By this point, new code was written and compiled into artifacts that can be used during deployments, but it was likely only tested on the developers local machines. These development environments are likely not exactly the same as production and, as a result, may not necessarily mean that the same code will work smoothly in production. During the test phase, the artifacts are run through a series of tests, preferably using automation, to ensure the quailty and performance of the code, and to maintain interoperability with any other services or infrastructure as required.
How PlanetScale helps
There are different types of tests that can be run, but the type that PlanetScale can help with most are integration tests. Integration testing involves testing your software with the different modules or services that also support the application, one of these being the database.
Use a dedicated test branch of the database
Since database schema branches in PlanetScale are isolated copies of your database schema, a dedicated branch can be should be created specifically for this phase. Many organizations configure their environments to move linearly (dev → test → production) throughout their pipeline. This is where the PlanetScale flow deviates from convention a bit. Since non-production branches can only be merged with production branches, and the dev branch (which is non-production) contains the version of our schema with the most recent changes, you'll need to create a branch from the
dev database branch.
Seed with production data
If your tier includes the Data Branching®, you can spin up yet another production-like environment by utilizing data from the most recent backup of the production branch database. This will ensure that your automated tests (as well as manual QA tests) will similate production as close as possible instead of relying on pre-determined test data. This can provide a greater opportunity for test to break and need revisiting, avoiding potential issues in production.
Seed data with the PlanetScale CLI
There are times where bringing production data over for testing is not practical. In that situation, you'd may consider seeding the test database branch with the required data, as well as generate the connection strings required by the test environment. Luckily this functionality exists within the PlanetScale CLI and can be automated.

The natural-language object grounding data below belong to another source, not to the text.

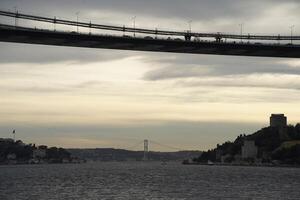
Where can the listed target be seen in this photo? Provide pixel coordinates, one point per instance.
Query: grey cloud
(183, 66)
(199, 9)
(174, 133)
(24, 53)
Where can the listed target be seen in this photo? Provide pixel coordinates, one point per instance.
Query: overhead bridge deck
(72, 39)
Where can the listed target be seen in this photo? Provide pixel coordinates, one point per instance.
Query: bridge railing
(156, 32)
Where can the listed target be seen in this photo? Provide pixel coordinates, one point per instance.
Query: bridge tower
(146, 149)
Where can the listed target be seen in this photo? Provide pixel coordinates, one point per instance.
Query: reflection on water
(139, 180)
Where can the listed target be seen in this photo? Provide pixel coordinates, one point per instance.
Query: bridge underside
(33, 36)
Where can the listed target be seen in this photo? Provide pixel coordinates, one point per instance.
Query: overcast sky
(77, 97)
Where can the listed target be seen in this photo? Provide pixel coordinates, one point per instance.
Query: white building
(39, 153)
(278, 120)
(249, 149)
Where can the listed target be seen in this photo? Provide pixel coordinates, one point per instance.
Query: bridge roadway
(188, 35)
(72, 39)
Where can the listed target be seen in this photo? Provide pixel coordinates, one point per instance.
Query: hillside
(274, 145)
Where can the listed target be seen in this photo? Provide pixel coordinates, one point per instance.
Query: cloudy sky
(77, 97)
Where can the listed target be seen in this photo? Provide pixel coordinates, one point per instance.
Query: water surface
(139, 180)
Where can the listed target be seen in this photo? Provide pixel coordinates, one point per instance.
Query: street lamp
(77, 14)
(133, 18)
(292, 31)
(16, 18)
(242, 27)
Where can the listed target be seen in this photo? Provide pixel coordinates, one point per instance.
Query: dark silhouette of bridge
(191, 42)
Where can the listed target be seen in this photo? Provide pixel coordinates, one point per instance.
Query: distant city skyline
(76, 97)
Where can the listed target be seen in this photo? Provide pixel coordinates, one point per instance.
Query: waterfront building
(39, 153)
(278, 120)
(249, 149)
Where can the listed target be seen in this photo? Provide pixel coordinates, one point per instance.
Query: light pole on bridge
(241, 31)
(77, 14)
(292, 32)
(190, 25)
(16, 18)
(134, 18)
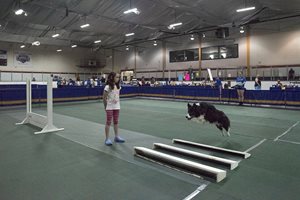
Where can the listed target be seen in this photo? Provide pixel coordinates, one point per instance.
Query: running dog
(205, 112)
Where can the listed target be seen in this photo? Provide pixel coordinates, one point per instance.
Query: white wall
(46, 59)
(282, 48)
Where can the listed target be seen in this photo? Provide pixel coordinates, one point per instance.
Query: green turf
(51, 167)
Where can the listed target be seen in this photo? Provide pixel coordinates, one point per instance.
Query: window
(220, 52)
(184, 55)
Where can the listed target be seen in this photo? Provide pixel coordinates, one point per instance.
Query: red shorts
(112, 115)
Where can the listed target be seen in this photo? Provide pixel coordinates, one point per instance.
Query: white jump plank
(199, 169)
(230, 151)
(227, 162)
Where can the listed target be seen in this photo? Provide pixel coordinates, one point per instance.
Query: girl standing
(111, 100)
(240, 86)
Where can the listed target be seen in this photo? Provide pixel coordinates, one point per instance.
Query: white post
(44, 122)
(49, 101)
(28, 95)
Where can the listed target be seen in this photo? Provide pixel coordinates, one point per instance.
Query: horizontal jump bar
(226, 162)
(196, 168)
(219, 149)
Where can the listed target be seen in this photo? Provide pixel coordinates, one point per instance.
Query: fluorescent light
(245, 9)
(55, 35)
(19, 11)
(36, 43)
(242, 30)
(129, 34)
(172, 26)
(133, 10)
(84, 25)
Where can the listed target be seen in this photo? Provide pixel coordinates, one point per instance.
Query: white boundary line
(256, 145)
(197, 191)
(288, 141)
(287, 131)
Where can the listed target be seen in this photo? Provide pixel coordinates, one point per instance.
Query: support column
(248, 53)
(135, 53)
(113, 59)
(200, 55)
(164, 58)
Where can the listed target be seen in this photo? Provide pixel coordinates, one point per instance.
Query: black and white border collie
(202, 112)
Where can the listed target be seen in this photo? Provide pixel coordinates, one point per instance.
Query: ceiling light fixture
(245, 9)
(19, 11)
(129, 34)
(242, 30)
(172, 26)
(84, 25)
(36, 43)
(55, 35)
(132, 10)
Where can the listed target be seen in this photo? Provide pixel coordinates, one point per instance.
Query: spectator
(152, 82)
(218, 85)
(143, 81)
(279, 85)
(257, 84)
(291, 74)
(240, 86)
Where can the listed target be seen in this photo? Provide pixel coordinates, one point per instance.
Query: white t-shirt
(113, 98)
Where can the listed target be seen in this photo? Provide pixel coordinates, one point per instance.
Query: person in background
(111, 100)
(143, 81)
(218, 84)
(240, 87)
(257, 84)
(279, 84)
(291, 74)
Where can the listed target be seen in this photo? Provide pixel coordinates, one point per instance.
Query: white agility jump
(44, 122)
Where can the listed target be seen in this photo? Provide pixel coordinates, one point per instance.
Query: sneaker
(118, 139)
(108, 142)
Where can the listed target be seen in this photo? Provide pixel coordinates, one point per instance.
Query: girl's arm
(105, 94)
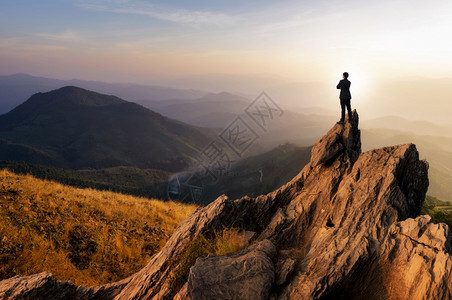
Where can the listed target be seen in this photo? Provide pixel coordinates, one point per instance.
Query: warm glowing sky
(132, 40)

The
pscale branch subcommand would be used to manage branches for a specific database. The
pscale shell subcommand can actually accept a piped in
.sql script in exactly the same way you'd use the
mysql terminal client. And finally the
pscale password subcommand can be used to generate credentials for a given database branch.
Delete the test branch
Once integration tests have completed successfully and all are passing, it is not likely that your
test branch needs to remain active. Since the test branch is an isolated MySQL instance, you are safe to drop the branch without retaining any of the data it contains. This can be done manually through the PlanetScale dashboard, or you may use either the PlanetScale CLI or API to automate the process of deleting your test branch.
If you decide to script the CLI in your pipeline, you can use
pscale branch delete <DATABASE_NAME> <BRANCH_NAME> to discard the branch and the data it holds. The PlanetScale API offers the
/organizations/<ORGANIZATION>/databases/<DATABASE_NAME>/branches/<BRANCH_NAME> to delete branches if you want to use
curl or other tools that can send HTTP requests.